This is just like that time when…

Like many historians, I awoke this morning and recoiled when I opened Twitter and stumbled into an New York Times op-ed piece entitled, “Historians Shouldn’t Be Pundits.” The author, a historian at the Harvard Kennedy School, argues that he is concerned by what he believes is “the rapid-fire, superficial way history is being presented, as if it’s mostly a matter of drawing historical analogies.” He then offers examples of such analogies, and suggests that instead historians should address a variety of “historical processes” that led to the current day. I found the essay frustrating (and judging by my Twitter and Facebook feeds, I’m not alone in that feeling among historians), but set it aside to go about my day.

But the essay has stuck with me for three reasons, so here I am to respond. First, the headline (which was almost certainly not written by the column’s author), which is delightfully ironic in placing the construction “X Shouldn’t Be Pundits” at the corner of Main Street and Broadway in Punditville, USA (i.e., the New York Times opinion page). Second, the essay employs a series of straw men. Somewhere out there, the author assures us, are historians making “facile analogies” between the politics and personalities of 2017 and Adolf Hitler, Richard Nixon, and Huey Long. Sure, I’ve seen a few of those pieces, and so have you, but they are far from the majority of work that historians have done in the past six months. Even when I have seen essays that employed analogy, they were rarely “facile.”

It’s particularly useful here to note that Temkin is wrong in one of his examples, in which he claims that C. Vann Woodward avoided analogy in his classic study, The Strange Career of Jim Crow. One scholar quickly found evidence that Woodward had specifically said that he did use analogies, and in direct reference to Strange Career.

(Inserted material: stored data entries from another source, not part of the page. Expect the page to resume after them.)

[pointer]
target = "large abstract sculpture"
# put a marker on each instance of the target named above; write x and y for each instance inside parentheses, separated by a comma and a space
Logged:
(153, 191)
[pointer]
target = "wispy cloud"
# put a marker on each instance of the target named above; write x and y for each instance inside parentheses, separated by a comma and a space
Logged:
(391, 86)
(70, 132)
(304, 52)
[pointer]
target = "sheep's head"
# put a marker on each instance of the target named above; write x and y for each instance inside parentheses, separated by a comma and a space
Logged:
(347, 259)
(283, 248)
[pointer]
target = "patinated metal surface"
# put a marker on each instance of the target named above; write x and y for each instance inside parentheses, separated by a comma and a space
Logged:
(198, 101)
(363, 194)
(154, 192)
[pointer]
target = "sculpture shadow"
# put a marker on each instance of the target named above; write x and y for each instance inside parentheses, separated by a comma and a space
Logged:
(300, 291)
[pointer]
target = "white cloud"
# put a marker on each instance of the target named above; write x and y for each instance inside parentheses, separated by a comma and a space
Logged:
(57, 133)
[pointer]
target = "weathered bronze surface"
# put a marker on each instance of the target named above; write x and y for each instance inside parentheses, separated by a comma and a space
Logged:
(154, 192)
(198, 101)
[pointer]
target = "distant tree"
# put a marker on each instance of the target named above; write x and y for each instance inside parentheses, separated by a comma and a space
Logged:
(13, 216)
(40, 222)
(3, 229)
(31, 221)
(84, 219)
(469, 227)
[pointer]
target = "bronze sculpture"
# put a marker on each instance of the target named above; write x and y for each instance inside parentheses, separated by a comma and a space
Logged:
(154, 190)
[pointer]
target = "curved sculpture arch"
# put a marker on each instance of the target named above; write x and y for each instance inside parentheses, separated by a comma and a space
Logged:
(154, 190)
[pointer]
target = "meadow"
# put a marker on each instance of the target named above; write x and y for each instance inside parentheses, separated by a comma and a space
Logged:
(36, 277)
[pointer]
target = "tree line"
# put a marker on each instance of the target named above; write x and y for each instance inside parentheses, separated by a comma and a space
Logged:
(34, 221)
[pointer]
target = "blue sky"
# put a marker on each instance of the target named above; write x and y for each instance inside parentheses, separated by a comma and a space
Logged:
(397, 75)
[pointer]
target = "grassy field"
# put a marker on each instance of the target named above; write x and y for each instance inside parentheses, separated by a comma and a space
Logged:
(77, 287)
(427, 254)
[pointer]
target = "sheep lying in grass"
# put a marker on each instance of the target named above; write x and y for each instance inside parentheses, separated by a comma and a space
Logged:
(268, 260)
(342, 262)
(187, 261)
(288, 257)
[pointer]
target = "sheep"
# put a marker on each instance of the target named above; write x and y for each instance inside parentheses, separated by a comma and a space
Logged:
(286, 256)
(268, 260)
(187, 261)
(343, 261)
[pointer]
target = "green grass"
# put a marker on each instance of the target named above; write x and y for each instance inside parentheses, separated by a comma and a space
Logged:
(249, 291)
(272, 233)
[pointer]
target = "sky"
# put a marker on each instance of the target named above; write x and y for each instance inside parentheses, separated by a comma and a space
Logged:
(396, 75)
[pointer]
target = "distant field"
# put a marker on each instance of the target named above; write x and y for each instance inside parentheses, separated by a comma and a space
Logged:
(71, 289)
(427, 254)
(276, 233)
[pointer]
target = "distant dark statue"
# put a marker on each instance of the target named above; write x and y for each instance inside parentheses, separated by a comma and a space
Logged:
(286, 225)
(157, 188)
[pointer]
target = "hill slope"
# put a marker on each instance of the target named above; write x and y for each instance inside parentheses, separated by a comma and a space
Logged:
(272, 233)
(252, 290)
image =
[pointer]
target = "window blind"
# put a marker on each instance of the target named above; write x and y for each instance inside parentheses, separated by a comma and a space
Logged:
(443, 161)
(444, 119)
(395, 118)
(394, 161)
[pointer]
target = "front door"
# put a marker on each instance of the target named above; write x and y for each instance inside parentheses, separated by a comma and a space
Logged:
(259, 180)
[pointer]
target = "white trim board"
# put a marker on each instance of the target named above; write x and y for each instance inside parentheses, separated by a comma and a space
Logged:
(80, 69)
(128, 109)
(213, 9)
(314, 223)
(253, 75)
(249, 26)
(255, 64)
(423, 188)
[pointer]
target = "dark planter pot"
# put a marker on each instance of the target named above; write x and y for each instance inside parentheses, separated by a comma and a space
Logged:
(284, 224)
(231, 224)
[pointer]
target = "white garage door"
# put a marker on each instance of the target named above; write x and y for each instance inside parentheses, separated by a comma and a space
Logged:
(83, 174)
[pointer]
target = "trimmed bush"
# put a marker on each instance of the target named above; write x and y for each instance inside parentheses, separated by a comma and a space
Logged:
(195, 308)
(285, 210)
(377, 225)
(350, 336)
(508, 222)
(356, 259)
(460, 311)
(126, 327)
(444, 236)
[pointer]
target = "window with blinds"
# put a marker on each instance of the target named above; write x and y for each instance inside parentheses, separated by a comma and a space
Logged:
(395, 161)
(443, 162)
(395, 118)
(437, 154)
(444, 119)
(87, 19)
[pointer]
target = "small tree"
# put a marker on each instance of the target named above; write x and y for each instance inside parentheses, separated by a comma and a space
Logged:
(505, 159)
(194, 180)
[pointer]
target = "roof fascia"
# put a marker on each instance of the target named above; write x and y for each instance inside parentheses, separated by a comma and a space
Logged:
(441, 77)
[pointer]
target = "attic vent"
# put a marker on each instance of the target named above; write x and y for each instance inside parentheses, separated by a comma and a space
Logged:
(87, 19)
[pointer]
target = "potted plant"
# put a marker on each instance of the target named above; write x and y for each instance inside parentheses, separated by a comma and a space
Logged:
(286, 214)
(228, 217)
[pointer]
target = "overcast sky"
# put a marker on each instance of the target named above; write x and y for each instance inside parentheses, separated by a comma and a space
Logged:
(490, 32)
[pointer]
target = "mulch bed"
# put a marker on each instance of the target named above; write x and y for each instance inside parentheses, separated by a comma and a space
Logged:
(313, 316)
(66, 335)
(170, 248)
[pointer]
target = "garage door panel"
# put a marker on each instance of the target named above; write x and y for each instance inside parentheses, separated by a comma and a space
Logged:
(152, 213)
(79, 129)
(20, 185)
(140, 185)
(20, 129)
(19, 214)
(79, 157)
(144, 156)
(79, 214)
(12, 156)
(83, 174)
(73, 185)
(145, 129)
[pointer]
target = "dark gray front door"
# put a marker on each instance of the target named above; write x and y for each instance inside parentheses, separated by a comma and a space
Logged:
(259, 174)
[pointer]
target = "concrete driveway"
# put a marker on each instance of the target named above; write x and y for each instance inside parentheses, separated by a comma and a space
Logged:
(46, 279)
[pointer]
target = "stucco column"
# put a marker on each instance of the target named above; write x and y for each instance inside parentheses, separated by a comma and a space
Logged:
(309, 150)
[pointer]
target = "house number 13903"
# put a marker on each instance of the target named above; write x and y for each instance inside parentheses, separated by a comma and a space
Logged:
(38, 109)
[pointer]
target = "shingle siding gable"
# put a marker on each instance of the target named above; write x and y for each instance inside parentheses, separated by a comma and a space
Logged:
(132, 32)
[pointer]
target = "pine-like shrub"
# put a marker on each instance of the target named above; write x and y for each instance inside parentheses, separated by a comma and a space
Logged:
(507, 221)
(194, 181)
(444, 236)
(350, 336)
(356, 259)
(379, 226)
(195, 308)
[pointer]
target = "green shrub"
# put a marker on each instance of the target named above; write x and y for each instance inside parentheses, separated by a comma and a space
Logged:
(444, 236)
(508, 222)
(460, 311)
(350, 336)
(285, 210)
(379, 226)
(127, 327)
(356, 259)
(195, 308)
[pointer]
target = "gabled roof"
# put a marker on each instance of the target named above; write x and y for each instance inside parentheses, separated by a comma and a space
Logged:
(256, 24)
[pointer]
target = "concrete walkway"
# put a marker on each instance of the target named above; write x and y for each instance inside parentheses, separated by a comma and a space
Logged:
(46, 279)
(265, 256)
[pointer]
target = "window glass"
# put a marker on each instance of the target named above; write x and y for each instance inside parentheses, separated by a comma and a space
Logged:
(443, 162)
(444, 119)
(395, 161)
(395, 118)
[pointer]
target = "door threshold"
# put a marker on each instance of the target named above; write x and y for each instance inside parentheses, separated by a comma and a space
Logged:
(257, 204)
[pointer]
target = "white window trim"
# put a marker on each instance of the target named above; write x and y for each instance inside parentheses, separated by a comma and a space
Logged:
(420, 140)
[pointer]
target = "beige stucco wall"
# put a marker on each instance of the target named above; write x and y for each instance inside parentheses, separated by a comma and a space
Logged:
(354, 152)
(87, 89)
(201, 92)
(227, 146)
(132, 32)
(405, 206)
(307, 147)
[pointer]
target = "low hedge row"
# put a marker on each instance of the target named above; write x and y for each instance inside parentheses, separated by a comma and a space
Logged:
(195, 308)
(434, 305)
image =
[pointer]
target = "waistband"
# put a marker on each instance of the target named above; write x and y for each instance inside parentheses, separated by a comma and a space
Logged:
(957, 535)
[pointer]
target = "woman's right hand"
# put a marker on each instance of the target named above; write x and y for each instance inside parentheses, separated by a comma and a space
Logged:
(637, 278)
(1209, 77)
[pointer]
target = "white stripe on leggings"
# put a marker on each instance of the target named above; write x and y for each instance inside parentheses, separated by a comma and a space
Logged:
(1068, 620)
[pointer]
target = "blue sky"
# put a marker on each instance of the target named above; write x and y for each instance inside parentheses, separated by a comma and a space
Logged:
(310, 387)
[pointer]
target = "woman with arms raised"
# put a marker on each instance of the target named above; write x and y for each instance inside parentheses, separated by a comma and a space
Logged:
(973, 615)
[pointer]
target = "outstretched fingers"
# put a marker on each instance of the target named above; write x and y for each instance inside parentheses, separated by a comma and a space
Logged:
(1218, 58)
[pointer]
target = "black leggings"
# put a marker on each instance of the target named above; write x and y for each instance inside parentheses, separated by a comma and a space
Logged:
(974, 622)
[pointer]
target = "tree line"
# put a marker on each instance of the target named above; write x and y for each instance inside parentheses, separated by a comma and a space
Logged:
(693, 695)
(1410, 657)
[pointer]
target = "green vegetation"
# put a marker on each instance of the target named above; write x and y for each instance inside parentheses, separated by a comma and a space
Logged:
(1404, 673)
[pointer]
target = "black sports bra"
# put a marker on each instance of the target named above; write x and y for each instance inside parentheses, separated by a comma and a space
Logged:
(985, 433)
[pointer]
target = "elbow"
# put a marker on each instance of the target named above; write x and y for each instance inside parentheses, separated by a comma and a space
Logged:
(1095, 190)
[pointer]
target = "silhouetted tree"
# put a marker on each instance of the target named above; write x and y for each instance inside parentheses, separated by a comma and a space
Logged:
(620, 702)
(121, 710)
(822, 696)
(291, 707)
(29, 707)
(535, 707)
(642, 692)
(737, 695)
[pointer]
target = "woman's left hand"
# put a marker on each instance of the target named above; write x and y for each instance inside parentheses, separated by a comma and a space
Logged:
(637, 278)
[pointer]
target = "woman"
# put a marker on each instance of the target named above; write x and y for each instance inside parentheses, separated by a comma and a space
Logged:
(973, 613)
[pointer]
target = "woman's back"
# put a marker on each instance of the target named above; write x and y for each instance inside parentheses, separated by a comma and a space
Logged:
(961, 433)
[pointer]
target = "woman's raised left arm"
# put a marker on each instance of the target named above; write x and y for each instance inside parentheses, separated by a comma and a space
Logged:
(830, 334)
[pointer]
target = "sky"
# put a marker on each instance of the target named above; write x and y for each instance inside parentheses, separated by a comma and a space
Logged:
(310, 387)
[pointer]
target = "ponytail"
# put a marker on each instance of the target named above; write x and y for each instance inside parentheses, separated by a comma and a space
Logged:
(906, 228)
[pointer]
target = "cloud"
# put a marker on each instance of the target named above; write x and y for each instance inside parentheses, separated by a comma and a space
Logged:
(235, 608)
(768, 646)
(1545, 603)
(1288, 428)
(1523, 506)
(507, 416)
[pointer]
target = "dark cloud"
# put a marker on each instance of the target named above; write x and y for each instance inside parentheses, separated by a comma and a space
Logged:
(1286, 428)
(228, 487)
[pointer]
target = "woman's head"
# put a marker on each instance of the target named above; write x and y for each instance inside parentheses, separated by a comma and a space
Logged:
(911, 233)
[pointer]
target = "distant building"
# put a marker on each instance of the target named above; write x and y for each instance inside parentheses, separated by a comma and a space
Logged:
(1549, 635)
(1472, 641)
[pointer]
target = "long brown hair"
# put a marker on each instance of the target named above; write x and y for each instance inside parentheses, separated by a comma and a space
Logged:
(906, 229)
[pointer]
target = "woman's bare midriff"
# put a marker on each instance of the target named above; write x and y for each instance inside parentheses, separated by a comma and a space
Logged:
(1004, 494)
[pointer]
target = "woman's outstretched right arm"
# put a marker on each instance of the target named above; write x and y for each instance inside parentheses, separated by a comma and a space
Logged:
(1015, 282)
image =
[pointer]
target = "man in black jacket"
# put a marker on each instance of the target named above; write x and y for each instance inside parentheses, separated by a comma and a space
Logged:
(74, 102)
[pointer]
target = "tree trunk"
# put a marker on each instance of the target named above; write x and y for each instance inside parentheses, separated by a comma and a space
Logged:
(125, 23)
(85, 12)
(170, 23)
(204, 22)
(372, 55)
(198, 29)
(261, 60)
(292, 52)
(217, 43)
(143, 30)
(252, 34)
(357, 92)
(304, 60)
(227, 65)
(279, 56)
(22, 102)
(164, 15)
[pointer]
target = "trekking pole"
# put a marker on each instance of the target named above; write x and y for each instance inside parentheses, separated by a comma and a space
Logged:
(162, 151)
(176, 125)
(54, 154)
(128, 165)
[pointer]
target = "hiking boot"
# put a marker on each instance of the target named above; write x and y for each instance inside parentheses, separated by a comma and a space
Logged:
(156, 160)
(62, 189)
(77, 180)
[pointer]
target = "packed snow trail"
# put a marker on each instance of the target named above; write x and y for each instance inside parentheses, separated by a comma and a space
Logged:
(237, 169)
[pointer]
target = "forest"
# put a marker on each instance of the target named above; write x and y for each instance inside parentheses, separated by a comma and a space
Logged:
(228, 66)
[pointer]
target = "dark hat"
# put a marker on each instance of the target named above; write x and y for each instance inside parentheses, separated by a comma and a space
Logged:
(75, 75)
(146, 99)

So historians are using analogies, but there’s a very good reason for that: analogies are in the air. I hesitate to generalize broadly at the risk of committing the same sin I just condemned, but anecdotally I can offer from the classroom and public talks in the community that one of the more common frames people use to ask questions is, “so is X like Y?” Sometimes the answer is yes, sometimes no, but it’s an impulse that seems common (at least among my own students and the audiences I encounter). In my own case, I demur on questions too much about the late twentieth century, since it’s far outside my research specialty. However, I will engage on most analogies that deal with the Civil War or earlier, and use what’s offered in the question to work towards an effective answer. As Woodward notes in the tweeted quotation, analogies aren’t meant to capture direct comparison, but rather a way to set something familiar side by side with something less so.

Prof. Temkin wants historians to engage the public and offer factual and nuanced portraits of the past. I agree. But especially when speaking outside the profession, whether in an essay for a news publication, at a public talk, or in the classroom, that means we need to start with where our audience is and work from there. And many of them are working from analogy.